The value of customer experience
When asked to rank the primary business outcomes they want to achieve using edge computing, A/NZ respondents listed customer experience (CX) as number one.
Edge deployments are gaining popularity and can improve application performance and the CX, but can also increase the efficiency of security and delivery tech that support applications.
Complexity is becoming untenable
With most using cloud-based as-a-service offerings and 97% planning moves to the edge, associated challenges range from overlapping security policies and fragmented data to the deployment of point solutions that add complexity, increase fragility, or inhibit performance.
Broader distribution throughout the infrastructure means app security and delivery services are no longer tethered to the deployment model or location of the applications they serve, which allows businesses flexibility but impacts consistency and can degrade the UX.
Security is evolving to risk management on a global scale
Even as complexity has increased the number of potential failure points, performance remains paramount, with over half (52%) of Australia and New Zealand respondents admitting that—given a choice—they’d turn off security measures to improve performance.
Managing a spectrum of risks with real-world objectives demonstrates businesses are taking a modified approach to risk management, contributing to identity-based security surpassing traditional app security and delivery technologies in terms of prevalence.
Repatriation is on the rise
Today’s organisations manage everything from a growing collection of container-native and mobile applications to legacy monoliths that are fundamental to business operations.
Significantly, the vast majority of A/NZ organisations (85%) are currently repatriating applications—moving them back to an on-premises data centre environment from the cloud—or planning to in the next 12 months.
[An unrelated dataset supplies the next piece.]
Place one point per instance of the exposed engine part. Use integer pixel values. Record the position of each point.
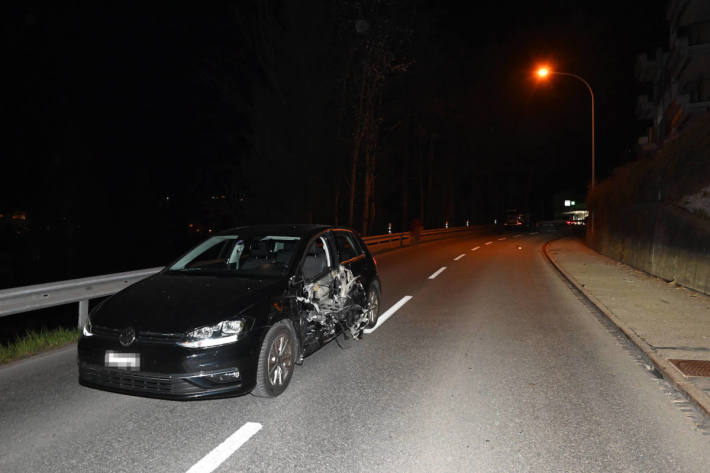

This is higher than the global average (67%).
What conclusions can we draw from F5’s report?
Taken together, the research survey results indicate that Australia and New Zealand IT decision makers are still coming to grips with limitations tied to modernisation, business imperatives, and deployment methods as they reap the benefits of digital transformation.
Firms face a continuous balancing act between controls, costs, customer and employee experiences, and an extended set of application and API protections, resulting in heightened interest in sophisticated behavioural analysis and AI-based solutions that can better assess context to deliver the security, performance, and insights required for adaptive applications.
To satisfy growing demand in Australia and New Zealand, F5 expanded its global footprint in 2019 by deploying a regional point of presence (PoP) in Sydney, and over the past several years, F5 has transformed its business and expanded its software and cloud offerings to deliver a broad portfolio of solutions to help customers address complexity and risk.
F5’s 2022 State of Application Strategy Report represents nearly 1,500 IT decision-makers worldwide, including ANZ, from a breadth of industries, firm sizes, and professional roles.
The 2022 State of Application Strategy Report focused on respondents’ priorities, challenges, and expectations to form a compelling perspective of how organisations are evolving application strategies to better serve customers’ current and anticipated needs.